SB 269, which greatly expands the Texas medical marijuana program passed during the 2015 legislative session, still has some shortcomings.

Three points with this bill which must be addressed include home grow, the process for deciding which medical conditions qualify a patient, and the department which would oversee the medical cannabis program.

First, this bill must include a working home grow provision for patients who cannot afford dispensary prices, live too far away from a dispensary, or cannot obtain the strain from a dispensary which best treats their particular disease process. The bill does provide for home grow and generous amounts of allowable plants.

It protects most provisions in the bill by limiting what rules the “department” can make for many critical aspects of possession, paraphernalia, child abuse, and other important considerations. It does not protect home grow however.

It leaves all rules of cultivation up to the director of the department:

Section 5 of 487.052 subsection (E). “The Director shall adopt rules establishing security requirements concerning cultivation of medical cannabis by a cardholder”

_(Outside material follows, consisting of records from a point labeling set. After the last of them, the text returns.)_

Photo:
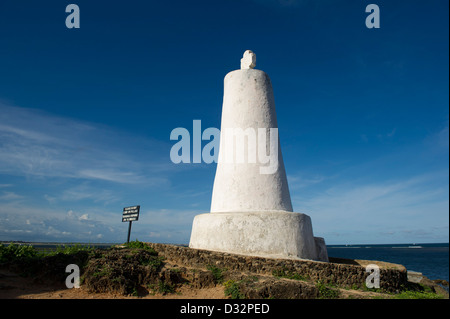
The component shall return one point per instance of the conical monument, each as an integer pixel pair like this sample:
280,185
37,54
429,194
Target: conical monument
251,209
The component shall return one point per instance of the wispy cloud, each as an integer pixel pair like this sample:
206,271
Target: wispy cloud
33,143
401,207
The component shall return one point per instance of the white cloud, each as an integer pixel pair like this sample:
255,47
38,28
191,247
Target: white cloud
33,143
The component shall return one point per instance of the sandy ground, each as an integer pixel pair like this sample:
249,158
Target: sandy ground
12,286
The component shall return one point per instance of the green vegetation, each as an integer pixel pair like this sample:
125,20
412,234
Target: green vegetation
232,290
136,244
71,249
326,292
15,252
285,273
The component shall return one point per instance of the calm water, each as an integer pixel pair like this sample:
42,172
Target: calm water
432,260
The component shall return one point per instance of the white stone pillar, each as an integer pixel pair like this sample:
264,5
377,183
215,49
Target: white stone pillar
251,210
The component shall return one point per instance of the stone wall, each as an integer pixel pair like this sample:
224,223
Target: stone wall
340,272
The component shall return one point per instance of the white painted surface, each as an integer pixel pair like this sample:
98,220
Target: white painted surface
265,234
248,102
251,213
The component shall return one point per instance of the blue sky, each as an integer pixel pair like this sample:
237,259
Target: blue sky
86,114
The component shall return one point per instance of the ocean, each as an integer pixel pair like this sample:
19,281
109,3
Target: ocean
432,260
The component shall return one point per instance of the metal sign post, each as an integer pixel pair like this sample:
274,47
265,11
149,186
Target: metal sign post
130,214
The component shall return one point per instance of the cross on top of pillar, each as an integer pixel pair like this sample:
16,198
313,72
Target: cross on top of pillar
248,61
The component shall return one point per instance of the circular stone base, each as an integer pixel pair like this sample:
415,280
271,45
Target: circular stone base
276,234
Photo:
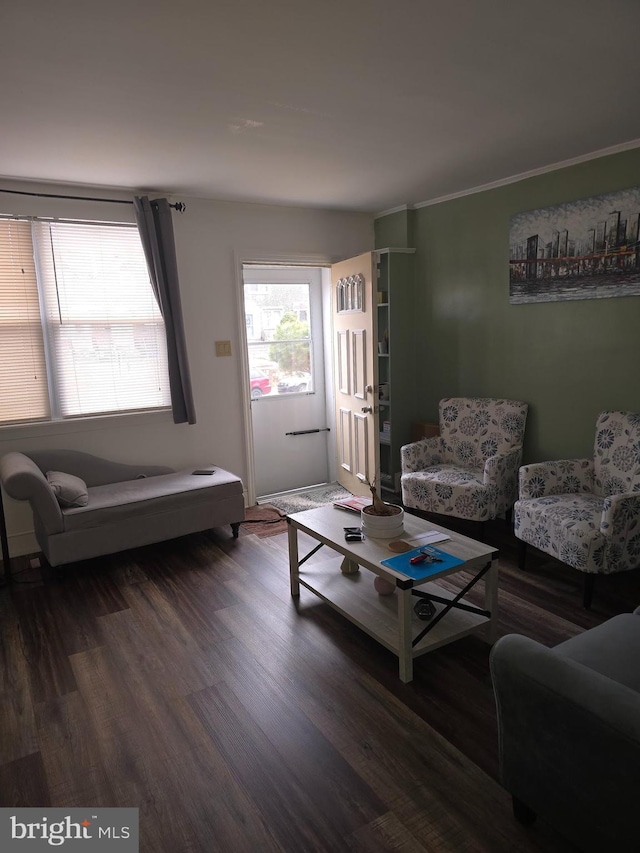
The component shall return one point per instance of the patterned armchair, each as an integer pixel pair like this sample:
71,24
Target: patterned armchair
470,470
586,512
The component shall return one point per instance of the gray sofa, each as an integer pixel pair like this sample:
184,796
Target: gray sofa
569,732
122,506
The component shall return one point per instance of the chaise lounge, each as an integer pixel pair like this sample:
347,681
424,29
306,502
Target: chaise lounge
84,506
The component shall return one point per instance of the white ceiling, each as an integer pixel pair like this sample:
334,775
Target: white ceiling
356,104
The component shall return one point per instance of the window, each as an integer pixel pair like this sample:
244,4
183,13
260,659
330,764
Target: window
84,334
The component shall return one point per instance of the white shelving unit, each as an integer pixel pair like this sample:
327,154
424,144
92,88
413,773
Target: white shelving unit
395,309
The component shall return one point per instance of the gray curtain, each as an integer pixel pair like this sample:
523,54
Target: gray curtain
156,232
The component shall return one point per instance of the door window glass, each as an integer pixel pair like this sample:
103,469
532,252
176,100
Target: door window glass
279,339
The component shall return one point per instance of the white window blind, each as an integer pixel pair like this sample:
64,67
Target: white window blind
80,329
24,394
104,328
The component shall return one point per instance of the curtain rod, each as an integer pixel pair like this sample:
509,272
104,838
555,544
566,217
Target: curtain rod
179,206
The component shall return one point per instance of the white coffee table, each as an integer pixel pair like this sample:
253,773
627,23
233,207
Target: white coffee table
390,619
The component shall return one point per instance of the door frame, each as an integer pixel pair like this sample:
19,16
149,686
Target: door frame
286,259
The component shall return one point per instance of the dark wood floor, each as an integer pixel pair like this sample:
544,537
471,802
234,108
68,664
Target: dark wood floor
182,679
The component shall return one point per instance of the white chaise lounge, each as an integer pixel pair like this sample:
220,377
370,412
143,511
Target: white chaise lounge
100,507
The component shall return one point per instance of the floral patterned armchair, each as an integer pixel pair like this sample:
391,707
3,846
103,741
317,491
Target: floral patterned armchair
471,469
586,512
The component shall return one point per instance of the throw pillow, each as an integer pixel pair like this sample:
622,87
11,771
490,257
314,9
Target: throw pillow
68,489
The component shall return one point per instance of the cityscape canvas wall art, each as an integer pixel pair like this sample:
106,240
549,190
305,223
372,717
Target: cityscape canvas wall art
587,249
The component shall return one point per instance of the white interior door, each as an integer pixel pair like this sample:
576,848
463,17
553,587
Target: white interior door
355,378
283,315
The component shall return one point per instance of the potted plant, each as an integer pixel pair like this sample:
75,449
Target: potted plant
381,520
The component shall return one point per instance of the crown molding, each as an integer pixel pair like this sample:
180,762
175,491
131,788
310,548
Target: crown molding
523,176
391,210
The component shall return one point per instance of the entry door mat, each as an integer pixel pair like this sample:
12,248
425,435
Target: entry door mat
263,521
311,499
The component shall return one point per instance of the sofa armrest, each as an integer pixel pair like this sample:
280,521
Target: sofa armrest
421,454
24,481
569,740
561,477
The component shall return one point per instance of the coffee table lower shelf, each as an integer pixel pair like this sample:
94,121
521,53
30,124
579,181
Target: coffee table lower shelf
354,597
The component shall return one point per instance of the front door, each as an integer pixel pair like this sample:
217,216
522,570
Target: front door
283,316
355,377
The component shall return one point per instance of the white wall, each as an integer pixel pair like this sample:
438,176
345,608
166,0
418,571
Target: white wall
211,238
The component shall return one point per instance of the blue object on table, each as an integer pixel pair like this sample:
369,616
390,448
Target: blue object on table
418,571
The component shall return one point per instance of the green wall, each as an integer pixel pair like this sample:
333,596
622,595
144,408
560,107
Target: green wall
569,360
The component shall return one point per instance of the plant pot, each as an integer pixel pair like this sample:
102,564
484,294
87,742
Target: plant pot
382,526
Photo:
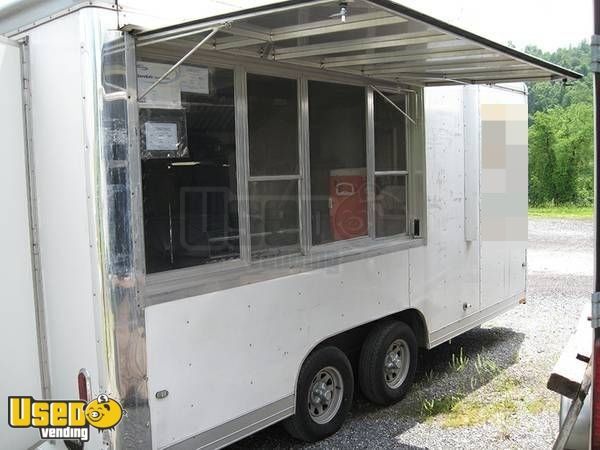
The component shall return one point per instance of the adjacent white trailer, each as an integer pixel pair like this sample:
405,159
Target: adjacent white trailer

This is a power which absolutely needs to be taken away from the auspices of the “department.” While this bill is in committee, it needs to establish the rules to protect the patients’ access to home grow.

If this bill passes as written then the department could, and from its past moves, will implement rules that will virtually make home grow an impossibility for those it would have been intended to help.

Second, this bill in Section 169.001 subsection (C) gives the department which will oversee the program the mantle to decide which other disease processes may be added to the list of eligible patients.

I question how many doctors are employed by the this regulatory agency who have any clinical experience with the treatment of cannabis, or if they have any doctors at all.

Finally, this program should not be administered by the Department of Public Safety. Research of the 28 states which have a viable whole plant medical cannabis program shows that 25 are administered by their respective state health departments. Arkansas’ program will be handled by the State Alcoholic and Beverage Department, Connecticut will be administered by Department of Consumer Affairs, and Michigan will be administered by the Department of Licensing and Regulatory Affairs.

There is not one that is administered by a law enforcement entity, the same entities who have been putting people in prison for the last 45 years for mere possession and shown opposition to any form of cannabis consumption for any reason.

For this reason, the medical cannabis program should be placed firmly in the hands of the Texas Department of State Health Services.

Until these issues are addressed, many people, including myself, are unable to support this piece of legislation.